Dominique Laffont, éleveur à La Rochette, Pascal Laurent, éleveur au Cros-de-Géorand, et Sébastien Comte, éleveur à Saint-Cirgues-en-Montagne.

« Tout est prêt pour la commercialisation. » Après plusieurs années de préparation, la rédaction d’un cahier des charges, le dépôt de la marque et le rapprochement des différents acteurs de la filière, le lancement de la marque « Bœuf des prairies fleuries – Saveurs de la Montagne ardéchoise » a été donné mercredi 15 décembre au Lac-d'Issarlès. Cette démarche collective, tournée vers la qualité, est le fruit du travail d’une dizaine d’éleveurs et de metteurs en marché pour valoriser la viande bovine produite sur le plateau ardéchois. Une terre d’élevage particulièrement préservée mais qui souffre d’un manque de reconnaissance. « Nos pratiques d’élevage sont vertueuses, pour nos animaux autant que pour notre environnement et nos paysages. Notre volonté est de pérenniser ces pratiques et les faire connaître au grand public », explique Pascal Laurent, éleveur au Cros-de-Géorand et partie prenante de la démarche. « Il y a un potentiel important sur ce territoire, avec d’un côté une forte demande pour une viande locale de qualité et de l’autre des centaines de bovins à valoriser chaque année », appuie Sylvain Baud, coordinateur Productions animales et chargé de mission Territoire Montagne à la Chambre d’agriculture de l’Ardèche. 

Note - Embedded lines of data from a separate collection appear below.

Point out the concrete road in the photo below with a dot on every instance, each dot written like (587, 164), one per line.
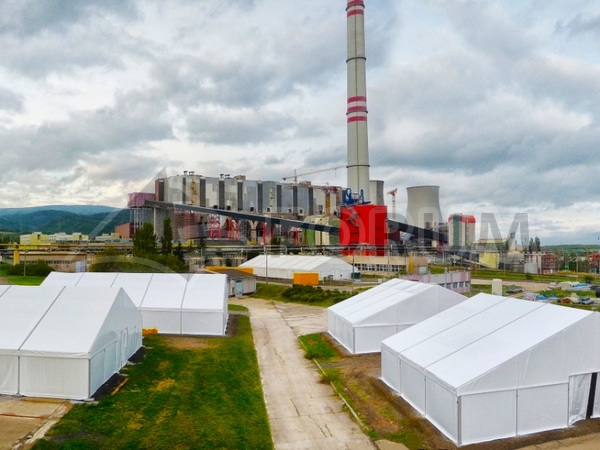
(23, 420)
(303, 412)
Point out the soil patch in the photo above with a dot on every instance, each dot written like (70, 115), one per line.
(391, 417)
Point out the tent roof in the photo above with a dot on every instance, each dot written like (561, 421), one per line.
(73, 323)
(21, 309)
(61, 320)
(359, 308)
(479, 335)
(204, 291)
(164, 291)
(440, 322)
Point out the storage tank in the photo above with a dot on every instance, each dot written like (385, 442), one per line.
(423, 206)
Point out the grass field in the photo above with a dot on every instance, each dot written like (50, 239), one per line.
(186, 393)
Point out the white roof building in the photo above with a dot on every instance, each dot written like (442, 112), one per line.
(495, 367)
(173, 303)
(64, 342)
(284, 266)
(361, 322)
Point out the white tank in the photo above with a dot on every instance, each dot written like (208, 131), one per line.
(423, 206)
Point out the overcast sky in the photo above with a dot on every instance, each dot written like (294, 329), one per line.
(497, 102)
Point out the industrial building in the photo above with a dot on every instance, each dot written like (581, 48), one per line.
(461, 230)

Avec cette marque, l’association qui porte la démarche depuis 2019 cherche ainsi à faire correspondre l’offre et la demande. Un projet devenu aujourd’hui concret avec des éleveurs d’ores et déjà prêts à proposer des animaux répondants aux critères du cahier des charges (lire ci-dessous) et plusieurs points de vente intéressés, dont l’Intermarché du Cheylard. D’autres GMS et boucheries devraient suivre alors les premières commercialisations sous la marque « Bœuf des prairies fleuries » pourraient débuter dès janvier 2022. « L’idée est d’arriver petit à petit à un panel d’éleveurs et d’acheteurs pour tenir un marché. Si nous arrivons à proposer une centaine de bêtes en 2022, ce serait un bon début », estime Dominique Laffont, éleveur à La Rochette et élu à la Chambre d’agriculture.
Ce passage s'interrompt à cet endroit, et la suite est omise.